Question 10.2: A parallel-plate waveguide with an air gap of 1[cm] operates......
A parallel-plate waveguide with an air gap of 1[cm] operates at a frequency 35[GHz]. The electric field is given as \pmb{E} = 10 \pmb{a}_{x} \sin^{2} \left\lgroup 200 \pi y \right\rgroup in the cross section at z = 0 in the waveguide.
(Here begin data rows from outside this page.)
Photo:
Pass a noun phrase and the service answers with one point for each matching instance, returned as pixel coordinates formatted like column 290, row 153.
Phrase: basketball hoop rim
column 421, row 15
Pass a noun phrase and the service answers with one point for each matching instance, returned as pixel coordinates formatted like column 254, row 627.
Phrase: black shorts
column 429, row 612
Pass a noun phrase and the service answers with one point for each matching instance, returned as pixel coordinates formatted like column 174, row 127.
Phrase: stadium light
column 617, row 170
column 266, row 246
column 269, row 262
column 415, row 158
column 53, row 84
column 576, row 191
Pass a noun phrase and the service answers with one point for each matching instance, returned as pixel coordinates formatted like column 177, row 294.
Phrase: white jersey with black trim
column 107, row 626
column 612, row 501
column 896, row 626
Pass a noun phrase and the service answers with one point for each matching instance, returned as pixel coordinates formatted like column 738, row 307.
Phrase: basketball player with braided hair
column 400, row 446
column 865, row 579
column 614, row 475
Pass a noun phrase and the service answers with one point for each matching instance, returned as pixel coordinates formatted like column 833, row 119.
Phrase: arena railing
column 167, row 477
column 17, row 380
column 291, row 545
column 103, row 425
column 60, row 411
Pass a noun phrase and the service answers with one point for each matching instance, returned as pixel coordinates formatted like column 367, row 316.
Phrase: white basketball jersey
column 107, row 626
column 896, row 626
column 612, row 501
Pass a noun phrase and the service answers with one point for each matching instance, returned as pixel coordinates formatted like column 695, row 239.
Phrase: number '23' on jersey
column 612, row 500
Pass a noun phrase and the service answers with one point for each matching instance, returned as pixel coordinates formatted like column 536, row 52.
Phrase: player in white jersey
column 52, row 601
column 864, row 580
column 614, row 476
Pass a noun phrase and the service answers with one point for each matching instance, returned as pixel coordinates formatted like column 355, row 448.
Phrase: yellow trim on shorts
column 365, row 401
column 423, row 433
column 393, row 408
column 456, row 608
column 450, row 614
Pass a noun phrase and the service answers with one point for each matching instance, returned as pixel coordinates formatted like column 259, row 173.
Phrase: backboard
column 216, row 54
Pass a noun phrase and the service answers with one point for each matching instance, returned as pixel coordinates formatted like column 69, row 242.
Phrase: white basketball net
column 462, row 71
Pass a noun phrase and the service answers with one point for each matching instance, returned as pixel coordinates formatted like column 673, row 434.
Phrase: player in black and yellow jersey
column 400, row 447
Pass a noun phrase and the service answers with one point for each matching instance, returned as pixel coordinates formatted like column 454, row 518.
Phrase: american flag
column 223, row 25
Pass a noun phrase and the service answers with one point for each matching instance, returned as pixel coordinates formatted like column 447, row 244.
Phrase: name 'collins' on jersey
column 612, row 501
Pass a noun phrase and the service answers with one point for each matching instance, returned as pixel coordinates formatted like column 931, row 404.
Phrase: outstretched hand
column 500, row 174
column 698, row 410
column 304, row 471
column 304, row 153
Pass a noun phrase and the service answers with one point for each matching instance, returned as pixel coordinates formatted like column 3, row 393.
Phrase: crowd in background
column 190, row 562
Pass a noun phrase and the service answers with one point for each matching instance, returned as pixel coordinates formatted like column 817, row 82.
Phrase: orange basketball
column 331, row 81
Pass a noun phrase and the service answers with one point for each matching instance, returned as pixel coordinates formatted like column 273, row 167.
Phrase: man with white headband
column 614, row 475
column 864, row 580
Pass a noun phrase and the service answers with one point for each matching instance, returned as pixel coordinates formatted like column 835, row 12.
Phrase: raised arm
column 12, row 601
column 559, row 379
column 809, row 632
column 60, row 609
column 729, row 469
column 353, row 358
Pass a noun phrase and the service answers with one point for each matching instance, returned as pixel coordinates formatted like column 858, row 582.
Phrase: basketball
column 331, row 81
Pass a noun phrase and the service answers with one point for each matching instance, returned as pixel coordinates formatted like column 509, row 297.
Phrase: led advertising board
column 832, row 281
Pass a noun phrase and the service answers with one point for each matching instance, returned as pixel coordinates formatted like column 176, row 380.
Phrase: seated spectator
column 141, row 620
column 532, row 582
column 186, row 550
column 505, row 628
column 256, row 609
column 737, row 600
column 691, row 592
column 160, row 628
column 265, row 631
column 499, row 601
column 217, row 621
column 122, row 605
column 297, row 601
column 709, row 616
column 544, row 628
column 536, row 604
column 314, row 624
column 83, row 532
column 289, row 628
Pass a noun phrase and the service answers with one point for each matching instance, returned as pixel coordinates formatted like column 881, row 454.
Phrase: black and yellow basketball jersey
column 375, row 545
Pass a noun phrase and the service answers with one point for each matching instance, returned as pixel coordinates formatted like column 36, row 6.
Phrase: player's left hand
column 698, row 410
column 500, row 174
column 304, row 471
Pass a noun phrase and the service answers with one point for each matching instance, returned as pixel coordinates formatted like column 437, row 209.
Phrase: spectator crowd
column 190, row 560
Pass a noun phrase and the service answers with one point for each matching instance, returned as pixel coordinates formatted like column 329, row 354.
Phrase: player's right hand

For TE_{1}, TE_{2} and TE_{3} modes, find
(a) cutoff frequencies,
(b) electric fields in the z = 0 plane, and
(c) electric fields in the z = 2[cm] plane.
[Hint: \sin^{2} a \sin b = \frac{1}{2 } \sin b – \frac{1}{4 } \sin (2 a + b) + \frac{1}{4 } \sin (2 a – b) .]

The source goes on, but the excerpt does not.